Subphenotype 2 (respiratory, sleep and anxiety) included 6,838 (32.75%) patients. It was dominated by respiratory conditions (topics T4, T7 and T9), sleep disorders, anxiety and symptoms such as headache and chest pain. This subphenotype had patients with a median age of 51.0 years (IQR (35.0–64.0)), female representation of 62.8% and hospitalization rate of 31.28% during the acute SARS-CoV-2 infection phase. It had the largest proportion of patients who tested positive for SARS-CoV-2 from November 2020 to November 2021 (64.47%). Patients in this subphenotype had higher baseline comorbidity burdens for respiratory conditions, such as upper respiratory sequelae and chronic obstructive pulmonary disease. These patients were associated with higher incident prescription rates for anti-asthma, anti-allergy and anti-inflammatory medications, including inhaled steroids, levalbuterol and montelukast.

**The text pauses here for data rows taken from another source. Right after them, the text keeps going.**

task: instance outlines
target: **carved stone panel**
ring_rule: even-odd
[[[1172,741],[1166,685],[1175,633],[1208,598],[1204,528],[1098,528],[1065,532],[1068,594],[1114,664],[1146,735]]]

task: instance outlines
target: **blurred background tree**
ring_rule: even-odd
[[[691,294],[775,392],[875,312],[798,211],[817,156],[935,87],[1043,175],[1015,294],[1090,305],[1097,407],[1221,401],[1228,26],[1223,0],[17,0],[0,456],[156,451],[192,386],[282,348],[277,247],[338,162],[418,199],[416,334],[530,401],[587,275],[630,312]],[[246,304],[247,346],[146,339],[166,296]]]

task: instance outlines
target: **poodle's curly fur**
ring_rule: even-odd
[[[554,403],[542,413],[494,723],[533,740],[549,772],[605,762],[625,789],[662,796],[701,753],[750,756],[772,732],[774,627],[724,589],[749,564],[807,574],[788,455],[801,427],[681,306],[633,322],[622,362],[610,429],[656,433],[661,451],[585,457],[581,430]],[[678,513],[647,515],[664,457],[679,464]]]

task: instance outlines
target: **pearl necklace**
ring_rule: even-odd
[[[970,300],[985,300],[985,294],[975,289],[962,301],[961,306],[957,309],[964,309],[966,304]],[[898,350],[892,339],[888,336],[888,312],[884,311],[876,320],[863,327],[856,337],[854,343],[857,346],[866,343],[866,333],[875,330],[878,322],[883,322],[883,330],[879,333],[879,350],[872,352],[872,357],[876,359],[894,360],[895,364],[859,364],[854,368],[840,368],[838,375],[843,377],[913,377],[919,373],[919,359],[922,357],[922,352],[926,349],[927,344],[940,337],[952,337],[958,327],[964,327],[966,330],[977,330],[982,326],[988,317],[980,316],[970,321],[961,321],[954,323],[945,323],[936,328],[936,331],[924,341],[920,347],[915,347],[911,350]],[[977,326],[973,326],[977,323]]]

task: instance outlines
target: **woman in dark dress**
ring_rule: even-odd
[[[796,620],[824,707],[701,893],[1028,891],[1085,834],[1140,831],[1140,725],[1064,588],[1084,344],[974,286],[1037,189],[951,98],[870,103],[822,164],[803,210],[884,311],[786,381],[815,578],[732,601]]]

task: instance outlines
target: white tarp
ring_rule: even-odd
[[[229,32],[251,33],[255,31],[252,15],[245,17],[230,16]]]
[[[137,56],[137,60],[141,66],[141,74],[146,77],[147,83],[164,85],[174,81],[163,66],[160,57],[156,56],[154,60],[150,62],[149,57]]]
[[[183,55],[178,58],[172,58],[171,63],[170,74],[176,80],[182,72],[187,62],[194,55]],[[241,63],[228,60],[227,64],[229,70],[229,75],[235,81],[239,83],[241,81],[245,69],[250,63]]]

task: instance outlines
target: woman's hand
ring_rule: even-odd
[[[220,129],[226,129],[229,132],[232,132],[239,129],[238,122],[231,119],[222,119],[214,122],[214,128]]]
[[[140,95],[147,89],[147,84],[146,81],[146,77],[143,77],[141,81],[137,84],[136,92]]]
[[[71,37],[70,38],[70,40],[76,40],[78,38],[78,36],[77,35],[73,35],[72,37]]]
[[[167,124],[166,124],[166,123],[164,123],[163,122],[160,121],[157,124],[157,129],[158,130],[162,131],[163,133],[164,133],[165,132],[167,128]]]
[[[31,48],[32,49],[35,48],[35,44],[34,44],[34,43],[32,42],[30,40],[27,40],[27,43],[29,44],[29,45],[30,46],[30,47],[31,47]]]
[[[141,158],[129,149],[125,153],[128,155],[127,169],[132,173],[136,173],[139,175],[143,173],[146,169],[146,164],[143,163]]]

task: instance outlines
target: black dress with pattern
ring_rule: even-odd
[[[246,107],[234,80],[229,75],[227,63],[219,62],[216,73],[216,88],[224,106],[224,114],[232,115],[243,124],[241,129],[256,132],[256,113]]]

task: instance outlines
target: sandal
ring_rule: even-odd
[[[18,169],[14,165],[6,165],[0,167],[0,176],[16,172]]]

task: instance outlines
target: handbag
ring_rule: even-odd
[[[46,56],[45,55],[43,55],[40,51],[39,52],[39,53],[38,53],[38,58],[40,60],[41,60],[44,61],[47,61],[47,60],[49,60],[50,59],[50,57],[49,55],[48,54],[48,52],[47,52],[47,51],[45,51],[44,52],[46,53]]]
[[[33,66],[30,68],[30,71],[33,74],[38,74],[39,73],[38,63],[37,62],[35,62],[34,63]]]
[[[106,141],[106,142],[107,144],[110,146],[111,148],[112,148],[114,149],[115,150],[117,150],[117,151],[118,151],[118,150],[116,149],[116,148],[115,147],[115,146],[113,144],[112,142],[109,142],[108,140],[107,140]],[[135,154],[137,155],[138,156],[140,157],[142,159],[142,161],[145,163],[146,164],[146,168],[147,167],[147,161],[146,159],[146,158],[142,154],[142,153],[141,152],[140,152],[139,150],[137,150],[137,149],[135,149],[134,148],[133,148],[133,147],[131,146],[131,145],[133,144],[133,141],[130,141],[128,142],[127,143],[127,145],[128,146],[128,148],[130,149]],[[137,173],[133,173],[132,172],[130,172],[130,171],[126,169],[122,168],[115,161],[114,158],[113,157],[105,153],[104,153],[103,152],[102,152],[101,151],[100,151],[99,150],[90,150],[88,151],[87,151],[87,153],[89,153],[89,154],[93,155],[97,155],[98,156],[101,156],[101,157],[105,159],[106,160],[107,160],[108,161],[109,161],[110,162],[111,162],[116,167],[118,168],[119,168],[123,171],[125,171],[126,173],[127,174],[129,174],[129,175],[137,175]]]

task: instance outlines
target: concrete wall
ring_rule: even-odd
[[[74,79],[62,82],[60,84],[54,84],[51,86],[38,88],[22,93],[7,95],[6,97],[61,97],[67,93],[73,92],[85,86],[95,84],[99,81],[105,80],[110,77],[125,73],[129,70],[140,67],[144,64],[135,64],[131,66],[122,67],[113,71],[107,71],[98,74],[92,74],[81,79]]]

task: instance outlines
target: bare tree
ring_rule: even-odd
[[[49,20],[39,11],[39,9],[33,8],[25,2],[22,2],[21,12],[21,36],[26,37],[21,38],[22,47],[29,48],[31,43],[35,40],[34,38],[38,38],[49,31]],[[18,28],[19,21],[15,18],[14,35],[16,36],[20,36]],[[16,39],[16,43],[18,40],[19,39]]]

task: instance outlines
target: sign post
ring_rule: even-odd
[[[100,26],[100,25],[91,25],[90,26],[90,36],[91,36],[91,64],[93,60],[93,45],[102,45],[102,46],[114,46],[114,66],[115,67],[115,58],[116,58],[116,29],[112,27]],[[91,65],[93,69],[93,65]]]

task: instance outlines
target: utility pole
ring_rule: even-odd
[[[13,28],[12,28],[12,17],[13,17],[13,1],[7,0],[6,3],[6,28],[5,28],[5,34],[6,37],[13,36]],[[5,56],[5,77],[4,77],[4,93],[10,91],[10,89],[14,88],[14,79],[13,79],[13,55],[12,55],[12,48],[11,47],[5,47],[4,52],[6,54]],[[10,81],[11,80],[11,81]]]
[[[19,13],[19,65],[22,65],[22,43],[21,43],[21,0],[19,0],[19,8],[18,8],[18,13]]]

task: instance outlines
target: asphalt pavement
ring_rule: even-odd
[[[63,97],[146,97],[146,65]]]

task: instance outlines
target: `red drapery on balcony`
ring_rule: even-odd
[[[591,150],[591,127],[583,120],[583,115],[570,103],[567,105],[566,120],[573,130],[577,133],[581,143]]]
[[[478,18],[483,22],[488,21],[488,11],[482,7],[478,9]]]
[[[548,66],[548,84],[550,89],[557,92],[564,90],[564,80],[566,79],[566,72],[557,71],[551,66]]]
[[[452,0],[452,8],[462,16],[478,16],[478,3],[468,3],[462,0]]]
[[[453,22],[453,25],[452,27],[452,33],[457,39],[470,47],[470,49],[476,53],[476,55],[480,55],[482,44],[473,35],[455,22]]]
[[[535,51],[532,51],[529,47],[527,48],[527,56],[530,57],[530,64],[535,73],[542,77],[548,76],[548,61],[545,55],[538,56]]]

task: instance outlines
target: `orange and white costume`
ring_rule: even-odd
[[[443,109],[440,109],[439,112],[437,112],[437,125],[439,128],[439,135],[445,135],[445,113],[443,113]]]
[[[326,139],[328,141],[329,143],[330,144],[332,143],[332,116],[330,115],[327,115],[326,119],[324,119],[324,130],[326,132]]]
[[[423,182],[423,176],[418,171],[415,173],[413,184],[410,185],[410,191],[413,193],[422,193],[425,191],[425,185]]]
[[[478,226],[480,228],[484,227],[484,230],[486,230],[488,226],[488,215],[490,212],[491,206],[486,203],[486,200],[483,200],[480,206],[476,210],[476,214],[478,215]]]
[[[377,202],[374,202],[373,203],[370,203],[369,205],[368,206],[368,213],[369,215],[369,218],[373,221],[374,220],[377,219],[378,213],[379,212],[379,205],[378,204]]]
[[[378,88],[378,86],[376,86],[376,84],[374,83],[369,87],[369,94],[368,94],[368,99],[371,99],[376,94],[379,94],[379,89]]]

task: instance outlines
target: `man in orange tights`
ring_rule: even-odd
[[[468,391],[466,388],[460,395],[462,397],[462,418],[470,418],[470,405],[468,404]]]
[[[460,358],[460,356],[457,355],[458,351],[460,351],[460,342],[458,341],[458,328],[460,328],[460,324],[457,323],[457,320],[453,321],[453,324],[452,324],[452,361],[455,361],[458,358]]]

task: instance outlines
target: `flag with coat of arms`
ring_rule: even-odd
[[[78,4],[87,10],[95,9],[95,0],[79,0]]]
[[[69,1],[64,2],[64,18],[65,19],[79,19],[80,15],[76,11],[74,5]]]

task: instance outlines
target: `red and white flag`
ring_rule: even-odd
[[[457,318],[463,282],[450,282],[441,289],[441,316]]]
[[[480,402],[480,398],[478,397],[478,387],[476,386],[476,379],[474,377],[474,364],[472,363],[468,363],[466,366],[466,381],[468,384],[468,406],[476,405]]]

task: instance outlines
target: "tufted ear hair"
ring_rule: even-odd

Subphenotype 3 (musculoskeletal and nervous) consisted of 4,879 (23.37%) patients who mainly had musculoskeletal and nervous system sequelae (topics T1, T5 and T6), such as musculoskeletal pain, headaches and sleep-wake disorders. This subphenotype included patients with a median age of 57.0 years (IQR (42.0–69.0)), and 60.71% were female. It had the highest proportion of patients with more than five outpatient visits before SARS-CoV-2 infection (78.4%) and higher baseline comorbidity burdens of autoimmune and allergy conditions, such as rheumatoid arthritis and asthma, as well as other musculoskeletal and nervous system conditions, including soft tissue, bone and sleep disorders. This subphenotype was associated with more incident prescriptions for pain medications (for example, ibuprofen and ketorolac).

Subphenotype 4 (digestive and respiratory) included 2,117 (10.14%) patients mainly with digestive system and respiratory conditions (topics T2, T4 and T8). Patients in this subphenotype had a median age of 54.0 years (IQR (39.0–67.0)), 61.64% female, the highest rates of zero baseline emergency visits (57.06%) as well as the lowest rates of mechanical ventilation (0.8%) and critical care admission (2.79%) in the acute phase of SARS-CoV-2 infection. Compared to other subphenotypes, Subphenotype 4 had a lower overall burden of underlying conditions but a slightly higher prevalence of digestive system conditions, such as hematemesis, stomach and duodenum disorders and digestive system neoplasm, and more incident prescription digestive system medications.

For each subphenotype, we also provide the sex-disaggregated analysis results with respect to patient demographics, baseline and acute infection phase medical utilizations, prior condition prevalence and newly PASC incidence rates in Supplementary Table 5, which can help trigger effective mechanistic hypotheses of the different PASC subphenotypes.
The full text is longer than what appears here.